Accordingly, I dissent.
This case is unusual because of its procedural posture and because of the facts relied upon by both the majority of this court and the Second Circuit Court of Appeals.
The Court of Appeals requested that we certify the following issues: (1) “Does Connecticut recognize a general duty on the part of a psychotherapist to control a patient being treated on an outpatient basis in order to prevent harm to third persons?” and (2) “If so, do the allegations of the complaint in the pending case, as amplified by the submissions of the plaintiff in opposition to the defendant’s motion for summary judgment, present a triable jury issue?” This court amalgamated these issues into the single question we certified: “In the circumstances of this case, does apsychotherapist have a duty to control a patient being treated on an outpatient basis in order to prevent harm to third persons?”

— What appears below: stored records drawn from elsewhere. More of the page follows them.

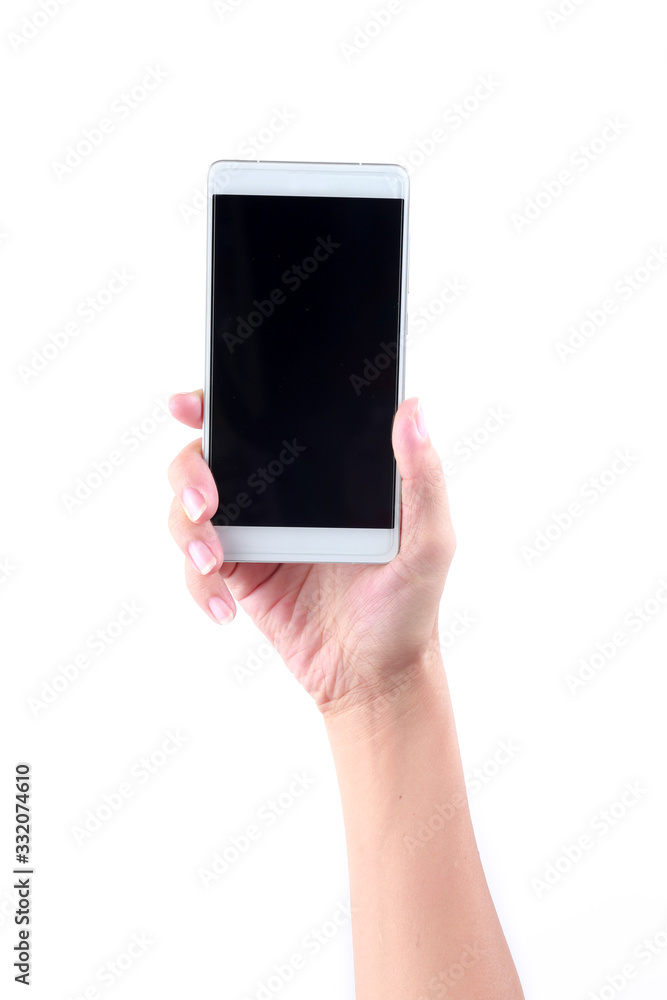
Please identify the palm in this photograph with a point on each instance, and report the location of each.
(329, 622)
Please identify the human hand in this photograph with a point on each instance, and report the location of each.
(350, 633)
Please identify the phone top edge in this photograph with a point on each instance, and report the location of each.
(283, 176)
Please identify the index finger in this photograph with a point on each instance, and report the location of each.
(188, 407)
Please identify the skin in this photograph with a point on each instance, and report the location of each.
(363, 642)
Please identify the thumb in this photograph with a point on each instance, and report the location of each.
(427, 536)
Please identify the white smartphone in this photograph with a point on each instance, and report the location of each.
(307, 274)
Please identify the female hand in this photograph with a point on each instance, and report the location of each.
(350, 634)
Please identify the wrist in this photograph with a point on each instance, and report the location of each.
(361, 716)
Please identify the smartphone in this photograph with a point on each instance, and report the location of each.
(307, 270)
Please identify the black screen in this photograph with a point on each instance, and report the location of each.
(304, 373)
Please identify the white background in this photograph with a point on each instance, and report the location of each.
(67, 573)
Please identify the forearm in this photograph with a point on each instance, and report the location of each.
(423, 921)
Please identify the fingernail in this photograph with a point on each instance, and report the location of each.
(201, 556)
(194, 503)
(420, 421)
(220, 611)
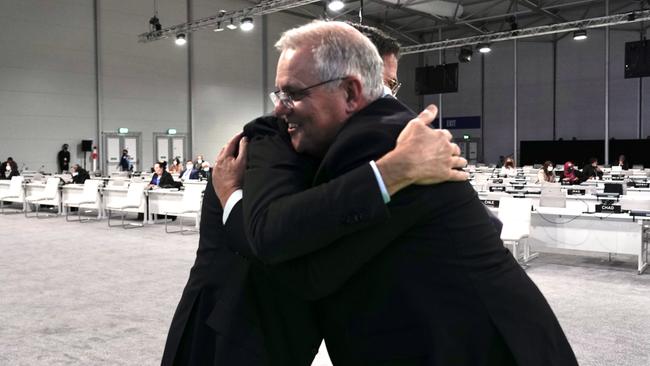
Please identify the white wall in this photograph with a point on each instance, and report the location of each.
(579, 95)
(143, 85)
(47, 80)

I am sensitive to the public policy arguments raised by the amici with respect to the imposition of civil liability on a psychotherapist for failing to control his or her patient who has- a propensity to cause harm and who is not in a custodial setting. Those arguments are: it is difficult for psychotherapists to predict violent behavior; recognizing a duty to control will result in an over prediction of violence and an over commitment of individuals; patients will be reluctant to seek treatmen! or to make full disclosure of their thoughts; and liability concerns will have a distorting influence on admission decisions. “Against [these interests and arguments], however, we must weigh the public interest in safety from violent assault.” Tarasoff v. Regents of University of California, 17 Cal. 3d 425, 440, 551 P.2d 334,131 Cal. Rptr. 14 (1976) (“When a therapist determines, or pursuant to the standards of his profession should determine, that his patient presents a serious danger of violence to another, he incurs an obligation to use reasonable care to protect the intended victim against such danger.” Id., 431.).

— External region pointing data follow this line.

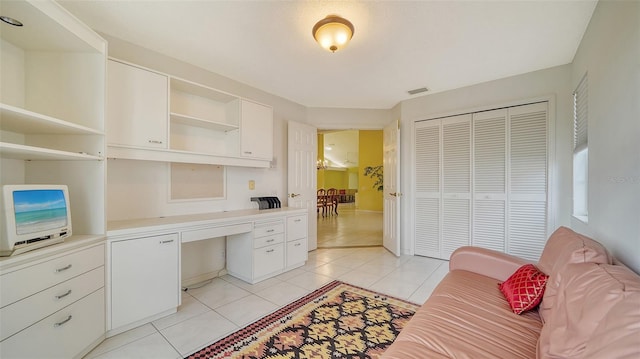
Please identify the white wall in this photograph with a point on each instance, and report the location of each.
(551, 83)
(348, 118)
(610, 54)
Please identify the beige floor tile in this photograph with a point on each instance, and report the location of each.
(218, 292)
(153, 346)
(283, 293)
(122, 339)
(190, 308)
(246, 310)
(197, 332)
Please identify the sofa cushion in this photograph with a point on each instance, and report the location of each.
(466, 316)
(566, 246)
(524, 288)
(586, 295)
(618, 335)
(563, 247)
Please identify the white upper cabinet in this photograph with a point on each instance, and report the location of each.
(158, 117)
(203, 120)
(137, 106)
(256, 131)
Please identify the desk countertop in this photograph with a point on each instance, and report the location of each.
(158, 224)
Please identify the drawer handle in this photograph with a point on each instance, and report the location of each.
(58, 297)
(63, 322)
(64, 268)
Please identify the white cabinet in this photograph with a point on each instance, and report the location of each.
(159, 117)
(256, 130)
(297, 239)
(53, 307)
(258, 255)
(137, 106)
(273, 247)
(145, 278)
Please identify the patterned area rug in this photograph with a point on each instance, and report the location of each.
(336, 321)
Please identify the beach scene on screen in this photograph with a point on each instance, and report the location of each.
(39, 210)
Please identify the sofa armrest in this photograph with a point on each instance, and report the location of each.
(484, 261)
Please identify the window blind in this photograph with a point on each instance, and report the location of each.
(580, 117)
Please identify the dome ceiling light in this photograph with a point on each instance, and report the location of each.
(333, 32)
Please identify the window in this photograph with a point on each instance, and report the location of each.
(580, 151)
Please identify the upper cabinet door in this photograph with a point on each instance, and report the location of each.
(256, 131)
(137, 106)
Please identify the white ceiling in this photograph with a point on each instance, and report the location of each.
(397, 45)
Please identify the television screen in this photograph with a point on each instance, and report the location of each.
(39, 210)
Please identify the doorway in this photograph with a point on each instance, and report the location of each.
(350, 161)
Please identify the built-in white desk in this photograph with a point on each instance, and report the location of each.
(143, 256)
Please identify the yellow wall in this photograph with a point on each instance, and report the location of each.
(335, 179)
(370, 154)
(320, 173)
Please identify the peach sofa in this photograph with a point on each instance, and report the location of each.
(590, 308)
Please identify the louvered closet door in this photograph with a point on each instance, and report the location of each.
(490, 179)
(456, 184)
(427, 190)
(527, 186)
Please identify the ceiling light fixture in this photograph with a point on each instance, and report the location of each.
(333, 32)
(417, 91)
(10, 20)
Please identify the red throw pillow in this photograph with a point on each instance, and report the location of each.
(524, 288)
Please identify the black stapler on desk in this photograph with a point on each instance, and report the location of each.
(267, 202)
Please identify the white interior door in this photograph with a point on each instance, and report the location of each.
(302, 156)
(392, 194)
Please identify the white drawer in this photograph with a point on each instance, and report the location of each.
(296, 253)
(64, 334)
(296, 227)
(268, 229)
(23, 313)
(268, 240)
(30, 280)
(268, 260)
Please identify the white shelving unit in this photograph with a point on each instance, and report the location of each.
(52, 104)
(199, 122)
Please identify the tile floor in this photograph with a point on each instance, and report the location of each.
(350, 228)
(226, 304)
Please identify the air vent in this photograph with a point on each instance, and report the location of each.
(417, 91)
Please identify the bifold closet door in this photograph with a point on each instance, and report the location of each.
(443, 186)
(527, 195)
(456, 184)
(481, 179)
(427, 152)
(490, 179)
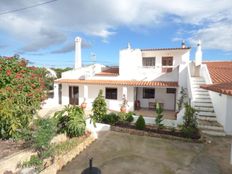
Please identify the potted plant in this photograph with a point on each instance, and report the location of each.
(84, 104)
(124, 104)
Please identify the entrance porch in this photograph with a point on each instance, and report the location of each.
(145, 112)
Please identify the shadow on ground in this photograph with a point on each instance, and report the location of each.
(118, 153)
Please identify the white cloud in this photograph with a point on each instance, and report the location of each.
(51, 24)
(215, 36)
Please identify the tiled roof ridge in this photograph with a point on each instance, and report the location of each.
(160, 49)
(121, 82)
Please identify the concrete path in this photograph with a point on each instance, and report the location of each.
(116, 153)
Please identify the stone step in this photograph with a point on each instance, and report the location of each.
(195, 86)
(202, 97)
(202, 100)
(204, 109)
(206, 118)
(198, 82)
(197, 78)
(203, 104)
(214, 128)
(201, 93)
(213, 133)
(199, 90)
(207, 114)
(208, 122)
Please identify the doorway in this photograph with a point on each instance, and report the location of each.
(74, 95)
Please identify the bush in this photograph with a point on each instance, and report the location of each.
(189, 127)
(129, 117)
(71, 121)
(140, 123)
(40, 138)
(21, 91)
(99, 108)
(43, 134)
(111, 118)
(159, 118)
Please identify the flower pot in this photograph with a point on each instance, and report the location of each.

Moreover, similar concerns were raised in opposition to the decision enunciated in Tarasoff. Since Tarasoff was decided in 1976, empirical data indicates that no adverse effects have resulted because of the decision. In a study reported in the Wisconsin Law Review, it was concluded that: (1) *64495 percent of the psychiatric medical community believed that it is possible to predict violent behavior; (2) psychotherapists have not been discouraged from treating dangerous patients; and (3) there has not been an increased use of involuntary commitment of patients perceived as dangerous. D. Givelber, W. Bowers & C. Blitch, “Tarasoff, Myth and Reality: An Empirical Study of Private Law in Action,” 2 Wis. L. Rev. 443, 463, 479-80, 481-83 (1984). Furthermore, I agree that psychiatry is far from an exact science. Nevertheless, the strengths and weaknesses of the field of psychiatry to predict future behavior are factors that a jury may take into account when determining whether a psychotherapist has acted negligently and has breached his or her duty.

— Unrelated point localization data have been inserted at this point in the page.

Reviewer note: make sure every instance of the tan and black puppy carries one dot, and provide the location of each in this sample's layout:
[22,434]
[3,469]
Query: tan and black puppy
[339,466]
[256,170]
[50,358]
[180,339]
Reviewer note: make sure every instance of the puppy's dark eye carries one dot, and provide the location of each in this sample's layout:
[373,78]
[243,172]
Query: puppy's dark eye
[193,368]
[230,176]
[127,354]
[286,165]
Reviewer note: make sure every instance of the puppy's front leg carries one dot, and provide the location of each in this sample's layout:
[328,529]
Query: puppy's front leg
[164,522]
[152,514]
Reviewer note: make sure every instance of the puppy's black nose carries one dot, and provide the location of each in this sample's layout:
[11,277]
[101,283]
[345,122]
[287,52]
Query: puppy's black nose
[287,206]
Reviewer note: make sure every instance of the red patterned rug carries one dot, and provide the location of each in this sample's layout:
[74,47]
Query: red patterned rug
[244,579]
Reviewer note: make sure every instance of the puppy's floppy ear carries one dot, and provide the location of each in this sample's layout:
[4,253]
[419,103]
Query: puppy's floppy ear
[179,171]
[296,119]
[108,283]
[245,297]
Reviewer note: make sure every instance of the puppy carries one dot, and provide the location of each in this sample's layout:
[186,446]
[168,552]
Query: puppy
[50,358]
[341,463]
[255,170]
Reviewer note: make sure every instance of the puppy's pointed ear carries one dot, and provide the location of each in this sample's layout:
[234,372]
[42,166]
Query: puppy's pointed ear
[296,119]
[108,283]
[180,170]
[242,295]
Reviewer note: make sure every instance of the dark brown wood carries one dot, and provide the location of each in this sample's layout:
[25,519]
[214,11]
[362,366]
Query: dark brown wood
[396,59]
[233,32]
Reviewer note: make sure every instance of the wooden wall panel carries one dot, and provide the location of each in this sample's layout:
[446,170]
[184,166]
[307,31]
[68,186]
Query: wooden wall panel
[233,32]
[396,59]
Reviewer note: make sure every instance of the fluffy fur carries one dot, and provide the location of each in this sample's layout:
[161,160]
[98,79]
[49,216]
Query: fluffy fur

In Connecticut, psychotherapists may exercise control through the emergency commitment procedure set forth in General Statutes § 17a-502 (a), which allows a physician to civilly commit an individual whom he or she believes is “mentally ill and dangerous to himself or others . . . and is in need of immediate care and treatment in a hospital for mental illness” for up to fifteen days without a court order. Therefore, in this case, there was a legal mechanism available for the medical center to commit Doe and prevent him from murdering Fraser.